On that day, driven by Trump’s rhetoric and his obvious approval, a mob descended on the Capitol and, in a stunning act of collective violence, broke through doors and windows and ransacked the House chamber, where the electoral votes were to be counted. The mob then went in search of Pence — all to prevent the certification of Joe Biden’s victory. Trump did nothing to restrain them.
Billy_TParticipantThe real question I have is how do people fall into such hate and anger? Whatever the reason is why haven’t seen this behavior in past close elections ALA Bush v Gore? What has happened that so many of us believe in unfounded conspiracies. Maybe we just have too much internet.
We’ve always had quacks and tin-foil hat types, obviously. But, yeah, the Internet has helped them find each other, brainstorm, organize. But the real difference this time, IMO, is Trump.
No other politician has ever lied so often, so brazenly, or with so little concern for how those lies harm others. But more important than anything else: Trump is the first human being I can remember who just kept rising from the dead, with a ton of help, scandal after scandal. He’s the first who didn’t just quit when faced with the exposure of his lies and all the rest. So he’s set a deadly template for others who follow. Instead of bowing out when lies, corruption, scandals come to light, just claim it’s all “fake news,” or “the deep state did it.” Lie about the lies, endlessly. Never stop. Never back down.
Largely because of Trump’s psychotic behavior, America no longer seems to agree about a blue sky being blue now, and that’s the recipe for fascism on a silver platter.
Billy_TParticipantThe case that is the strongest against him is not the break in but the many efforts he made to invalidate the election results. This is the face of overwhelming evidence provided to him that there was “no there,there”.

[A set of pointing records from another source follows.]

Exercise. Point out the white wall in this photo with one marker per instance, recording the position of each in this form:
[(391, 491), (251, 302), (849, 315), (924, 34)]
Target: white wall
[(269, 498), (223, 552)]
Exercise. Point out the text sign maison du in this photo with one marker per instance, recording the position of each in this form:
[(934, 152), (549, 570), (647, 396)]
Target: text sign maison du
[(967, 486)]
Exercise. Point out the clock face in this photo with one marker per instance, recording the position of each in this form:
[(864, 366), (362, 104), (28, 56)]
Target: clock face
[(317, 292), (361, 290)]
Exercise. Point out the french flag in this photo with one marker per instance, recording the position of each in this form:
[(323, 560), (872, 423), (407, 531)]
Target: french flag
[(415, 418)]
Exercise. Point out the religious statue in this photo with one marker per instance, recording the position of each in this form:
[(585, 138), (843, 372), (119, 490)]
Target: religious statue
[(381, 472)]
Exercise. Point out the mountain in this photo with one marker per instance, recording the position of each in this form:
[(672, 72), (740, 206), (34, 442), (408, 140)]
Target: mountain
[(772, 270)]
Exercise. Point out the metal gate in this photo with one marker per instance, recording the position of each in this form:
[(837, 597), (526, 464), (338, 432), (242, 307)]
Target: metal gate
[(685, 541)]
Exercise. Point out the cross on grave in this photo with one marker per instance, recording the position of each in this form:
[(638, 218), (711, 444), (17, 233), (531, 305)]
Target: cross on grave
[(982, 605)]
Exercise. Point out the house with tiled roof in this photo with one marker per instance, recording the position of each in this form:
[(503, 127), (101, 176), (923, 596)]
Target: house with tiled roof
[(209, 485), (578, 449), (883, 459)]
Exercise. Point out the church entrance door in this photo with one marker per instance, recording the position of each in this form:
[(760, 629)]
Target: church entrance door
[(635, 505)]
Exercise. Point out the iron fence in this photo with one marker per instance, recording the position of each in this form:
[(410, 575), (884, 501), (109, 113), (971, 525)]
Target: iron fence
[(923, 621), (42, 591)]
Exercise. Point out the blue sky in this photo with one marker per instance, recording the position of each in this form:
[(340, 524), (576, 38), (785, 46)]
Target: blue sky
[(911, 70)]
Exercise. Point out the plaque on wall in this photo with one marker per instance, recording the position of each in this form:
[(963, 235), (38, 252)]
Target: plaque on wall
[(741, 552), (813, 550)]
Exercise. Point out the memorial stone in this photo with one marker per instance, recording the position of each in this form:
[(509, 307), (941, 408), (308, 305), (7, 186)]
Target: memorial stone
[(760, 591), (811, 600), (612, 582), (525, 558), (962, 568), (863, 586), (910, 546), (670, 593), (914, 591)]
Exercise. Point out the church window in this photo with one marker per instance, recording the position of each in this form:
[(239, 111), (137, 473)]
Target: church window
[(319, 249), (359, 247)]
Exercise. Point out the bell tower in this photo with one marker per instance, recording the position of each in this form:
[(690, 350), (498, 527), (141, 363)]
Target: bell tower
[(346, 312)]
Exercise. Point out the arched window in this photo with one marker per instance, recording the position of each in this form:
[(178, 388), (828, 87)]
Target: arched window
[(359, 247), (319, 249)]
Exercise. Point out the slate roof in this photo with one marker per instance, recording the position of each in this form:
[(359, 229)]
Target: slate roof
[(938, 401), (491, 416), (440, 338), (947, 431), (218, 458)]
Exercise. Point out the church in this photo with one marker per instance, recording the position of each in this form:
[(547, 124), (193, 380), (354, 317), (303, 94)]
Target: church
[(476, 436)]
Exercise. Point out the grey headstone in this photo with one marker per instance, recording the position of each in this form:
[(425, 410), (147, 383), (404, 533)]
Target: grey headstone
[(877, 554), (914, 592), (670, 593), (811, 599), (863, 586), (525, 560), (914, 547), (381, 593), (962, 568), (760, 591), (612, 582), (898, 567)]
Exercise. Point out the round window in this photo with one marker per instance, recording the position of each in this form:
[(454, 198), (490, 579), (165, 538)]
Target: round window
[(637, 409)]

The 7-point plan. Or, as Navarro bragged about on the TV, the Green Bay sweep. It was extensive, and included pulling the levers of power at Homeland Security, the DoJ, and the Military, with 11th hour personnel changes, strong-arming, legal-quackery, etc. Martial Law was on the table. Seizing voting machines. Declaring the election null and void, and so on. State, local, Federal officials involved. Fake electors and so on. America came very close to an actual fascist coup being successful here. We also came very close to dozens of reps and senators being assassinated.
What would the conversation be today if they hadn’t removed congress, the VP, and staff in time?